Why drug discovery is a harder target than it looks
It’s worth being honest about why this category is difficult even for a very capable model. The traditional drug discovery timeline is widely cited across the industry as running a decade or more and costing well over a billion dollars per approved drug, and the reason isn’t primarily a shortage of candidate molecules. It’s that almost every candidate fails somewhere in preclinical toxicity testing or clinical trials, for reasons that often aren’t predictable from molecular structure alone. An AI system that gets meaningfully better at proposing and prioritizing candidates compresses the front end of that pipeline, but it doesn’t touch the part that actually consumes most of the time and money: proving a candidate is safe and effective in living systems, which still requires the trials themselves.
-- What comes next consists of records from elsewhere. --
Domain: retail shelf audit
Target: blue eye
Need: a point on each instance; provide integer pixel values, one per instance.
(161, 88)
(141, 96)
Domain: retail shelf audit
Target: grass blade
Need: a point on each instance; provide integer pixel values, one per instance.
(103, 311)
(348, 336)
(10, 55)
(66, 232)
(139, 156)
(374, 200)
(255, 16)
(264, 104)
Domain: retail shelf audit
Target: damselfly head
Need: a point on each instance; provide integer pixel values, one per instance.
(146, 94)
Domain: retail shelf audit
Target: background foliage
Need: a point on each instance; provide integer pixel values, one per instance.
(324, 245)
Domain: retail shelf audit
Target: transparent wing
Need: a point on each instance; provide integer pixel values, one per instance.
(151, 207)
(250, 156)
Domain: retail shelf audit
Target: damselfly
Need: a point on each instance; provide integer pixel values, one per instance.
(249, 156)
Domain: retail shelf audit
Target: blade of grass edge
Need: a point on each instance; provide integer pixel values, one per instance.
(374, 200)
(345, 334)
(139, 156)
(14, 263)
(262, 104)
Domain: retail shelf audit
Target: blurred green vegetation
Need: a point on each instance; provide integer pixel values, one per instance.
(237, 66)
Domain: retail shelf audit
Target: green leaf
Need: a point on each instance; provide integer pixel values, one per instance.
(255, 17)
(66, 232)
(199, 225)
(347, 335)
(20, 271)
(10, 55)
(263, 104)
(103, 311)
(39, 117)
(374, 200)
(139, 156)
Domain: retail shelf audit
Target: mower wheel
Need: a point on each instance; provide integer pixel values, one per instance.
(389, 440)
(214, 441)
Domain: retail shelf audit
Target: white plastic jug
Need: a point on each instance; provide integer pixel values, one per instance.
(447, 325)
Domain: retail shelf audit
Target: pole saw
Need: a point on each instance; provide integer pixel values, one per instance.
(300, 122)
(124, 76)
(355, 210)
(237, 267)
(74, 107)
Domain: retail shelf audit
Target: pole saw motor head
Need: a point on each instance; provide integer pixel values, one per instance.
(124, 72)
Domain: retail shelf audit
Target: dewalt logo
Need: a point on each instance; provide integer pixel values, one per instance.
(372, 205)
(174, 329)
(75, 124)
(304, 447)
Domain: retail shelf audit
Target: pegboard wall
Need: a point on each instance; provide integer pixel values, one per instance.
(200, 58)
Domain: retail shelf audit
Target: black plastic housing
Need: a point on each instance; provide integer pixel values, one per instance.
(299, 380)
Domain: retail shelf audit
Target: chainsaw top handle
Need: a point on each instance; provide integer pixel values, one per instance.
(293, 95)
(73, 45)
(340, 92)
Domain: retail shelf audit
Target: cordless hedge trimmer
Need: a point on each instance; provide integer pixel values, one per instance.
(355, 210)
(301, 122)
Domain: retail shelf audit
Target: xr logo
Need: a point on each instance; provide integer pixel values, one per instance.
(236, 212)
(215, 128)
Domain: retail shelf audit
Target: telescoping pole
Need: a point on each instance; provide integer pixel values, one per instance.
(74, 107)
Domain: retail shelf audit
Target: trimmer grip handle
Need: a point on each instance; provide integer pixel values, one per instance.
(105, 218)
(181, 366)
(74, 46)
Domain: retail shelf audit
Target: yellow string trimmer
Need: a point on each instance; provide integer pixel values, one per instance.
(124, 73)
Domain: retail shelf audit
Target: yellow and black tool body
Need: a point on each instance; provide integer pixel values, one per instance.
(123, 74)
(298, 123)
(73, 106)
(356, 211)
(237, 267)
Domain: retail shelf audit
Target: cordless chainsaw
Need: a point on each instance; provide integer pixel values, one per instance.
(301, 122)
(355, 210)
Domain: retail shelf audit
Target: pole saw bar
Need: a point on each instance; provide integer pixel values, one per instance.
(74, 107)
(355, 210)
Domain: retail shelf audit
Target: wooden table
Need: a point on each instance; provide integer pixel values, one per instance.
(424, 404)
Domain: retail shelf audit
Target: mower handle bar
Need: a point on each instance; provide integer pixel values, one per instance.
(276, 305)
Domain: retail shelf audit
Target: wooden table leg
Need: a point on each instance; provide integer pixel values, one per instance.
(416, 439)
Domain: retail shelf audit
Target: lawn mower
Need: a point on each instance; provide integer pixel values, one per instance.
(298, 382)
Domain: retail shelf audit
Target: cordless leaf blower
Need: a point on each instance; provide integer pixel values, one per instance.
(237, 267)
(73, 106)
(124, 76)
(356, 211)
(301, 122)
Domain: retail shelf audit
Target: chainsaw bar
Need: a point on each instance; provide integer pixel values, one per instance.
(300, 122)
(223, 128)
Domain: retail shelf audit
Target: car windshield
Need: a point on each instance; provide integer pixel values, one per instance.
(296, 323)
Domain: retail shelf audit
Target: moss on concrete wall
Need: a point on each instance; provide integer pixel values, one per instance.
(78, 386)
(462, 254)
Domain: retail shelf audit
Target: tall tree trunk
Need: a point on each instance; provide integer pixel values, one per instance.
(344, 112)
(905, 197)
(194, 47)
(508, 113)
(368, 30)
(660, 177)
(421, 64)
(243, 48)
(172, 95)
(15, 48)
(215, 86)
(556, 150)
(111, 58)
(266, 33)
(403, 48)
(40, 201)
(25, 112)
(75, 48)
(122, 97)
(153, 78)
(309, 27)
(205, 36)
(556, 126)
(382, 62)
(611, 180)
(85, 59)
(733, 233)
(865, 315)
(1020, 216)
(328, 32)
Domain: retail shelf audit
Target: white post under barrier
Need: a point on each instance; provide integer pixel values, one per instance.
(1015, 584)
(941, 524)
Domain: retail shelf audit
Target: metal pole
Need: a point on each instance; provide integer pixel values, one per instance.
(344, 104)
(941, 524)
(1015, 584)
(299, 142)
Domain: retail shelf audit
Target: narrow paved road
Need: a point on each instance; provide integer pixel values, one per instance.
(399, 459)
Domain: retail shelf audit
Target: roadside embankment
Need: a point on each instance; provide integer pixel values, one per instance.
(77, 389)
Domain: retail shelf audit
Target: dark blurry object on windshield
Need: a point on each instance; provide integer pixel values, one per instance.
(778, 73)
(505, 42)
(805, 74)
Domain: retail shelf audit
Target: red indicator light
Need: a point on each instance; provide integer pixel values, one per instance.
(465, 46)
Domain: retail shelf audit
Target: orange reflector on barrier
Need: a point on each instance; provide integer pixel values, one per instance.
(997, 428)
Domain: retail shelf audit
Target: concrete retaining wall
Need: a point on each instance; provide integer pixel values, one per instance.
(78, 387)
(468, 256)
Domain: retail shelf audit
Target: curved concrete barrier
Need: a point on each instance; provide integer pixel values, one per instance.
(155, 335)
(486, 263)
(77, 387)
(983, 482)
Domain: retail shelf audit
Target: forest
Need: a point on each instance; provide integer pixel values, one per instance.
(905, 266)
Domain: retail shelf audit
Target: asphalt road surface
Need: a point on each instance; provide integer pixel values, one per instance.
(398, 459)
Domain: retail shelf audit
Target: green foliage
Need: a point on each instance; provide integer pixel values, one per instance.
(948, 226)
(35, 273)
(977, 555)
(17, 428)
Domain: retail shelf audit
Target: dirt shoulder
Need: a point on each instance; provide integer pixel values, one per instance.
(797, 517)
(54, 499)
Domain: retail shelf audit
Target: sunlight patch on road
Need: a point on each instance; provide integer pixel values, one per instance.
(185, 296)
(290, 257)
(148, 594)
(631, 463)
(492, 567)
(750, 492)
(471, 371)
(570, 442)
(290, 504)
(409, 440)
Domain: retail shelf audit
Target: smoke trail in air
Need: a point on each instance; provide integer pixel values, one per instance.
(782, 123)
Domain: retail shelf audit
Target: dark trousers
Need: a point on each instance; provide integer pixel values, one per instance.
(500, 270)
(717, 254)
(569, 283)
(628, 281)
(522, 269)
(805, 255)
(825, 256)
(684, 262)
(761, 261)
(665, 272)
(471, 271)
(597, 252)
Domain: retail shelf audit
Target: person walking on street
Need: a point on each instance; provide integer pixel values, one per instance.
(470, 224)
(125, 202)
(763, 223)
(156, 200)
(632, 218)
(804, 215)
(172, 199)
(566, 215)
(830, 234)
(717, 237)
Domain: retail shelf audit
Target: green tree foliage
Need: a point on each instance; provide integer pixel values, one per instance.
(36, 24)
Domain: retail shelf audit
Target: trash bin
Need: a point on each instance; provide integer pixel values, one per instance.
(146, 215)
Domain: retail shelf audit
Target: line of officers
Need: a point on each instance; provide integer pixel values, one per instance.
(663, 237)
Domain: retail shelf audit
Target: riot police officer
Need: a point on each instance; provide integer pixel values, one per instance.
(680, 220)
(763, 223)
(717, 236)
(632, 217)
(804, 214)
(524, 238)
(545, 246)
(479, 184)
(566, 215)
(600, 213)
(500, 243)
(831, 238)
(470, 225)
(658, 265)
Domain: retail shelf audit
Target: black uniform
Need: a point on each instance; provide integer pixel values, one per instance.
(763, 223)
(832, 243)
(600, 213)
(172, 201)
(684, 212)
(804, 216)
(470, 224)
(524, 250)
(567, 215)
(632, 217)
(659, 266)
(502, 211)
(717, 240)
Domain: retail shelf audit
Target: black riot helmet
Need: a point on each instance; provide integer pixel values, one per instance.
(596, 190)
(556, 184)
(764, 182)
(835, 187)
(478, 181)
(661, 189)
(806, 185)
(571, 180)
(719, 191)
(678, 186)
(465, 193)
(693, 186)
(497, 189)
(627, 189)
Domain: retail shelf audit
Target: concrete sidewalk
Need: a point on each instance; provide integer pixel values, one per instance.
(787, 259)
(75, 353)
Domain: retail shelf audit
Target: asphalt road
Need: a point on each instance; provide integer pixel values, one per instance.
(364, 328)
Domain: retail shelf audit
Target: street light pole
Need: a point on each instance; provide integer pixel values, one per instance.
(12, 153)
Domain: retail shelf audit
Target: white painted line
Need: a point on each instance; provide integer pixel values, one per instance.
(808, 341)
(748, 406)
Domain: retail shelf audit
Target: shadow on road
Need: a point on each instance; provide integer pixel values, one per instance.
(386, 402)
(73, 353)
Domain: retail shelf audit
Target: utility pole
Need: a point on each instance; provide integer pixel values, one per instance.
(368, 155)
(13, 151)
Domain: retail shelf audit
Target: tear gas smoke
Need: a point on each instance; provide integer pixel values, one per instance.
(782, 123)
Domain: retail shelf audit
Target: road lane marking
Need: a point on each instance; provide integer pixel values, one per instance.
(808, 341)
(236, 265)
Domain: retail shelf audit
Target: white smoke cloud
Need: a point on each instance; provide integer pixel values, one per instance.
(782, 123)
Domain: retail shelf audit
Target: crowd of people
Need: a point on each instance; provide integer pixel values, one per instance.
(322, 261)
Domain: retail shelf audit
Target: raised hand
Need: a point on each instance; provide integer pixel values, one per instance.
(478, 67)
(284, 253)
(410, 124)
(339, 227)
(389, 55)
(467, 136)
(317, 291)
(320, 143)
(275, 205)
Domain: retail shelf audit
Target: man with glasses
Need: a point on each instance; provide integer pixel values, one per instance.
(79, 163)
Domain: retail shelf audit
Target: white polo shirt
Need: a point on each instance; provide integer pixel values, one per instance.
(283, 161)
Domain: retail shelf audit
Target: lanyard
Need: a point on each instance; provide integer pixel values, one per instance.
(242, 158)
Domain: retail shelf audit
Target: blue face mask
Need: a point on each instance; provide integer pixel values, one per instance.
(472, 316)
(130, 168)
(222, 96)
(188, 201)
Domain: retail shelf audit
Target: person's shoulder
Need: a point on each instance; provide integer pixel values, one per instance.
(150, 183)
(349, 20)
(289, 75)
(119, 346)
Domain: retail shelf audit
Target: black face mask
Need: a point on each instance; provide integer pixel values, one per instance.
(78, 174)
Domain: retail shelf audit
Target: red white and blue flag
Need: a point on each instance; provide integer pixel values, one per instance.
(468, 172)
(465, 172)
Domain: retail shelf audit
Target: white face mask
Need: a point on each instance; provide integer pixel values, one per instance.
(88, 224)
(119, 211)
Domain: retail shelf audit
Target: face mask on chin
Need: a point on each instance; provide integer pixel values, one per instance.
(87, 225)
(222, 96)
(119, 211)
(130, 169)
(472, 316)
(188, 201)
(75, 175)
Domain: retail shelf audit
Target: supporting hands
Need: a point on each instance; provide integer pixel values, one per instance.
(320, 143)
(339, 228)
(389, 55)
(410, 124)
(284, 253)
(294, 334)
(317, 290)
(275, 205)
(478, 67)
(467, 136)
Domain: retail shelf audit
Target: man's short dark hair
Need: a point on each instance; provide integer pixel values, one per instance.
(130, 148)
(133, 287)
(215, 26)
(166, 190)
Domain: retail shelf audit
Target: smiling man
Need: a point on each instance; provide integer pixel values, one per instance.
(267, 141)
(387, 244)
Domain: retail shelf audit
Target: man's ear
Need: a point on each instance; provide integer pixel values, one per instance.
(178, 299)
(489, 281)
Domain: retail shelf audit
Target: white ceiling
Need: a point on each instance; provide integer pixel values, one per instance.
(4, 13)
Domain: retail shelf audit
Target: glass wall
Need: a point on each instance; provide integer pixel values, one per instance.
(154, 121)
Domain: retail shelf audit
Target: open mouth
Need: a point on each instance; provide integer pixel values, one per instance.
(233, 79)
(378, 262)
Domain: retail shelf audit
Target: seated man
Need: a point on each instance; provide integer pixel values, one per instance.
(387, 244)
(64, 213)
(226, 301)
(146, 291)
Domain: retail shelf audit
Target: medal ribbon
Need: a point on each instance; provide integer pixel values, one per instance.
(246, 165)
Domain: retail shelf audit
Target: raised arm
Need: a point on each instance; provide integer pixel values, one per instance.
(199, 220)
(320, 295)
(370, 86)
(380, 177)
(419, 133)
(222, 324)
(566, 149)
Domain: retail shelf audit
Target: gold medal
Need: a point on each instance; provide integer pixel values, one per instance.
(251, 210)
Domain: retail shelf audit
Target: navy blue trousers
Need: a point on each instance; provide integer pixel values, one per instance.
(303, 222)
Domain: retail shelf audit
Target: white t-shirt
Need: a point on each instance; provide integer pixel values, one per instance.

That’s the realistic frame for judging Claude Science’s eventual impact. If it measurably shortens the candidate-generation phase for neglected-disease research, that’s a genuine and valuable outcome, especially for diseases too commercially unattractive to get this kind of tooling investment otherwise. But the honest way to evaluate the announcement over the next year isn’t “did Claude Science discover a drug,” it’s whether Manifold Bio, the Allen Institute, UCSF, or Anthropic’s own internal program can point to a candidate that made it further into the pipeline, faster, than it would have without the platform — and whether Isomorphic Labs’ Phase 1 candidate reaches the clinic on schedule, which would be the first real proof point for this entire category of tool, from any lab. That’s a much higher and more specific bar than a product launch keynote, and it’s the one worth holding this to.